恭喜!您已使用 Playwright 成功抓取网页。您的输出应该如下所示:

[ 
    {'name': 'Andorra', 'capital': 'Andorra la Vella', 'population': '84000', 'area (km sq)': '468.0'}, 
    {'name': 'United Arab Emirates', 'capital': 'Abu Dhabi', 'population': '4975593', 'area (km sq)': '82880.0'}, 
    {'name': 'Afghanistan', 'capital': 'Kabul', 'population': '29121286', 'area (km sq)': '647500.0'}, 
    {'name': 'Antigua and Barbuda', 'capital': "St. John's", 'population': '86754', 'area (km sq)': '443.0'}, 
    {'name': 'Anguilla', 'capital': 'The Valley', 'population': '13254', 'area (km sq)': '102.0'}, 
    ... 
]

如果您在任何时候迷路了,这是完整的 Playwright 代码:

from playwright.sync_api import sync_playwright 
 
def extract_data(entry): 
    name = entry.locator("h3").inner_text().strip("n").strip() 
    capital = entry.locator("span.country-capital").inner_text() 
    population = entry.locator("span.country-population").inner_text() 
    area = entry.locator("span.country-area").inner_text() 
 
    return {"name": name, "capital": capital, "population": population, "area (km sq)": area} 
 
with sync_playwright() as p: 
    # launch the browser instance and define a new context 
    browser = p.chromium.launch() 
    context = browser.new_context() 
    # open a new tab and go to the website 
    page = context.new_page() 
    page.goto("https://www.scrapethissite.com/pages/simple/") 
    page.wait_for_load_state("load") 
    # get the countries 
    countries = page.locator("div.country") 
    n_countries = countries.count() 
 
    # loop through the elements and scrape the data 
    data = [] 
 
    for i in range(n_countries): 
        entry = countries.nth(i) 
        sample = extract_data(entry) 
        data.append(sample) 
 
browser.close()

Selenium

Selenium 是用于网络抓取和网络自动化的最流行的开源工具之一。

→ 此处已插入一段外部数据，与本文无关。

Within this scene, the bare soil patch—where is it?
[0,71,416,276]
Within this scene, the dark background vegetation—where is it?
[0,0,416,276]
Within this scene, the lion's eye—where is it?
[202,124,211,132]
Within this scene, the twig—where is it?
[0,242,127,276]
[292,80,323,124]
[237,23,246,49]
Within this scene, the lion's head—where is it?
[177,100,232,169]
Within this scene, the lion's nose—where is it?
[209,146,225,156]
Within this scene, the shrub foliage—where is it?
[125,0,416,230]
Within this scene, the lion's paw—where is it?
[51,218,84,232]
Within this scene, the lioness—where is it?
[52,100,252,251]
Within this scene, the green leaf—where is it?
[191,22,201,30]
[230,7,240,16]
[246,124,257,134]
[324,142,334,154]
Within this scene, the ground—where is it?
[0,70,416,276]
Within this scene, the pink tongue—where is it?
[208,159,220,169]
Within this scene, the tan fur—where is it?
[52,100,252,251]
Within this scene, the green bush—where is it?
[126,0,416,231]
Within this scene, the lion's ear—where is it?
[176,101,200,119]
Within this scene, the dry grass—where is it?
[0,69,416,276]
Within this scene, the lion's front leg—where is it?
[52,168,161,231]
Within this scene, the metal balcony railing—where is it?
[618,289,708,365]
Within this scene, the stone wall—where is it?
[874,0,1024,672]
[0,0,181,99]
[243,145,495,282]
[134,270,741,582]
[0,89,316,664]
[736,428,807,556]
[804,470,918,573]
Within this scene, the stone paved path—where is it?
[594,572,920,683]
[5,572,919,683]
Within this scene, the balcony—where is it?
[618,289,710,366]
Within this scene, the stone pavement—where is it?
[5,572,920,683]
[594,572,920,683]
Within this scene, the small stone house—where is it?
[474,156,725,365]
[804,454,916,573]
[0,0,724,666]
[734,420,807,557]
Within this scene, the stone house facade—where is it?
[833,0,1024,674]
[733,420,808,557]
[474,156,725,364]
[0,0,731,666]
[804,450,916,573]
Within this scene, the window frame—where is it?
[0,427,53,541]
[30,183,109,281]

在使用 Selenium 进行抓取时,您可以自动化浏览器、与 UI 元素交互并在 Web 应用程序上模仿用户操作。Selenium 的一些核心组件包括 WebDriver、Selenium IDE 和 Selenium Grid。

Selenium的优点是什么?

Selenium的优点是:

  • 它易于使用。
  • 它可以通过使用 Appium 自动化大量浏览器,包括 IE、移动浏览器甚至移动应用程序。
  • 它支持多种编程语言,如 Java、C#、Python、Perl、JavaScript 和 Ruby。
  • 它可以在 Windows、macOS 和 Linux 上运行。

Selenium的缺点是什么?

Selenium的缺点是:

  • 与Playwright相比,Selenium需要第三方工具来实现并行执行。
  • 没有内置的报告支持。例如,如果您需要录制视频,则需要使用外部解决方案。
  • 从 Selenium 中的多个选项卡中抓取数据压力很大。
  • 它不会生成用于调试的执行报告。

使用 Selenium 进行网页抓取

就像我们为 Playwright 所做的那样,让我们​​使用 Selenium 构建一个简单的网络抓取工具。为此,导入必要的模块并配置 Selenium 实例。通过设置 确保无头模式处于活动状态option.headless = True

# to extract the data from the HTML 
from bs4 import BeautifulSoup 
 
# required selenium modules 
from selenium import webdriver 
from selenium.webdriver.chrome.service import Service 
from selenium.webdriver.common.by import By 
# web driver manager: https://github.com/SergeyPirogov/webdriver_manager 
# will help us automatically download the web driver binaries 
# then we can use `Service` to manage the web driver's state. 
from webdriver_manager.chrome import ChromeDriverManager 
 
options = webdriver.ChromeOptions() 
options.headless = True

使用 WebDriverManager 安装网络驱动程序,然后初始化 Chrome 服务并定义驱动程序实例:

# this returns the path web driver downloaded 
chrome_path = ChromeDriverManager().install()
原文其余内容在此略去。